Simple Real Estate Definitions : APR
APR is an acronym for Annual Percentage Rate. It's a government-mandated calculation meant to simplify the comparison of mortgage options.
A loan's APR can always be found in the top-left corner of the Federal Truth-In-Lending Disclosure.
Because APR is expressed as a percentage, many people confuse it for the loan's interest rate. It's not. APR represents the total cost of borrowing over the life of a loan. 'Interest rate' is the basis for monthly mortgage repayments.
The main advantage of APR is that it allows an 'apples-to-apples' comparison between loan products.
As an example, a 5.000 percent mortgage with origination points and fees will almost certainly have a higher APR than a 5.500 percent mortgage with zero fees. In this sense, APR can help a borrower determine which loan is least costly long-term.
However, APR is not without its shortcomings.
First, different banks includes different fees into their APR calculations. By definition, this spoils APR as a choose-between-lenders, apples-to-apples comparison method.
And, second, when calculating APR, 'life of the loan' is assumed to be full-term.
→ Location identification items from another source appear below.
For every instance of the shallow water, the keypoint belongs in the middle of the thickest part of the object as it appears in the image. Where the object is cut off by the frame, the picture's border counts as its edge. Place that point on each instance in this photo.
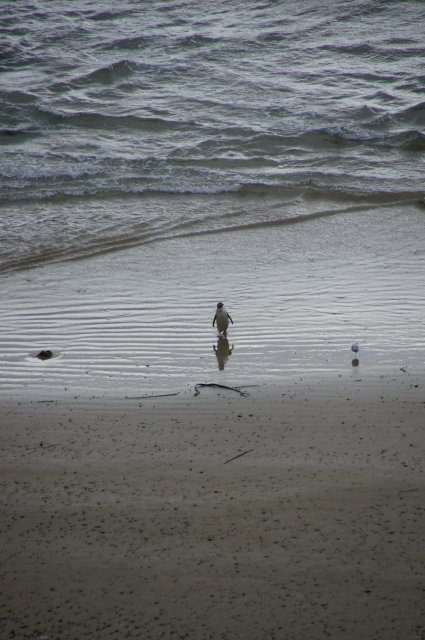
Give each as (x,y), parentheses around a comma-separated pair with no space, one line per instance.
(139,321)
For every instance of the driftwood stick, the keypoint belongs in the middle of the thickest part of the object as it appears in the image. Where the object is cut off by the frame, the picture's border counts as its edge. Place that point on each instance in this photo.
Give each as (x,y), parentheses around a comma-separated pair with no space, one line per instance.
(238,456)
(220,386)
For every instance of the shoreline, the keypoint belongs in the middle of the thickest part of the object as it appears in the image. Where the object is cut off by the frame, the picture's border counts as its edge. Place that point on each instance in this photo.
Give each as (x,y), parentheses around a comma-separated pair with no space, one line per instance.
(121,518)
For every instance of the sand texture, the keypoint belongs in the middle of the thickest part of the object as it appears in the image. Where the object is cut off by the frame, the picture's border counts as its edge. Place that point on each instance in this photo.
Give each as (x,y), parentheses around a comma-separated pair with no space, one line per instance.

When a 30-year mortgage pays off in 7 years or fewer -- as most of them do -- APR comparisons are rendered moot.
In other words, APR is just one metric to compare mortgages -- it's not the only metric. The best way to compare your mortgage options is to review all the loan terms together and determine which is most suitable.
Paula, very good straight forward explanation. The only thing I'd add would be the comparison gets completely out of whack when comparing an Adjustable Rate Mortgage to a Fixed Rate Mortgage.
I'm glad that you pointed out that not all banks include the same items as pre-paid making the comparision not so easy.
Excellent explanation- I am saving it to use again, because we often end up in a 'confused smile and nod' situation when this is brought up...and its brought up a lot
A most confusing real estate definition with a nicely simplified consumer explanation! 100% spot on for buyers/investors to not use a singular metric when shopping for mortgages such as APR.